Actors are always married to a project. But it’s pretty rare for costars such as Flesh and Bone‘s Meg Ryan and Dennis Quaid to be wedded to each other. For perspective on the subject, we asked Molly Haskell and Andrew Sarris, two maritally joined film critics, to look at four classic movie couples. Sarris gives the wives the eye; Haskell, the husbands.
Joanne Woodward Opposite Newman in movies like 1960’s From the Terrace and Mr. and Mrs Bridge (1990), she brings a skepticism that makes him-with his cruel blue eyes-seem more human.
Elizabeth Taylor To paraphrase the line about Fred Astaire and Ginger Rogers, Richard Burton gave her class and she gave him sex appeal.
Lauren Bacall Her years with Bogie on screen (starting with 1944’s To Have and Have Not) and off established her as a no-nonsense star with a wicked gleam in her eye. Today she remains an icon of ’40s gallantry.
Vivien Leigh Even with Olivier disfigured as Lord Nelson, she endows That Hamilton Woman (1941)-one of the few films they made together-with more passion than can be found in any of her other movies.
Paul Newman Some of Woodward’s finest performances-in Rachel, Rachel (1968) and The Glass Menagerie (1987)-came from his direction, which indicates a private affinity that transcends the couple’s unequal positions in the public eye.

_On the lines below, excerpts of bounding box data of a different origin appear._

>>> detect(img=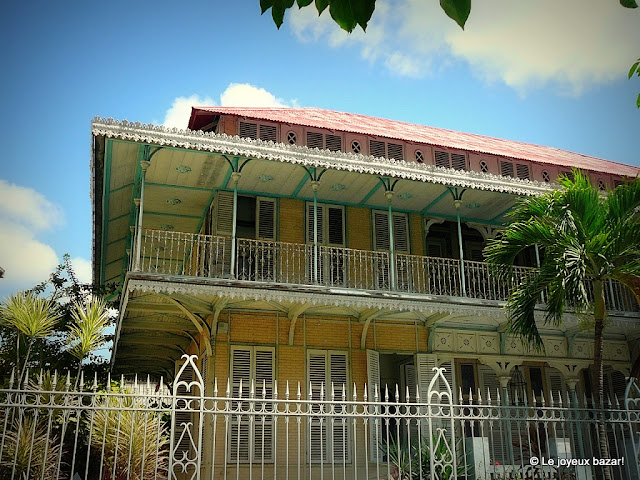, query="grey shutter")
[256,197,276,240]
[367,350,384,462]
[308,351,329,463]
[328,352,351,462]
[478,365,504,465]
[213,190,233,235]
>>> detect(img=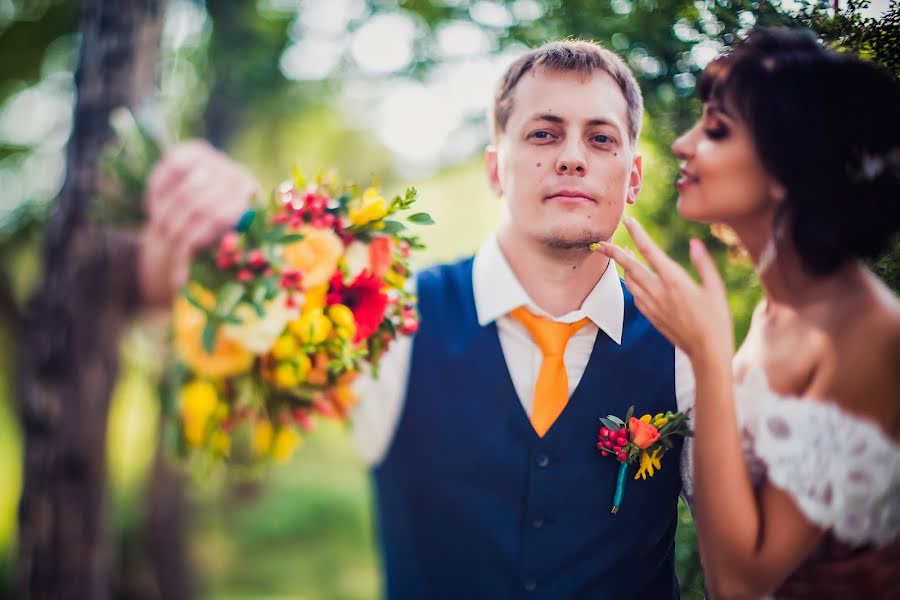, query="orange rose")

Richard Burton Though nominated for seven Oscars, he never became a great star on his own, and Taylor never became a great actress (despite her two Oscars).
Humphrey Bogart Curiously, most people now remember him as a lover more for his romantic scenes with Ingrid Bergman in Casablanca (1942) than for any of his movies with Bacall, his partner in insolence.
Laurence Olivier That Hamilton Woman showcased Leigh at the peak of her career and Olivier in more of a character role. One might say that their movie career together was as ill-fated as their 20-year marriage.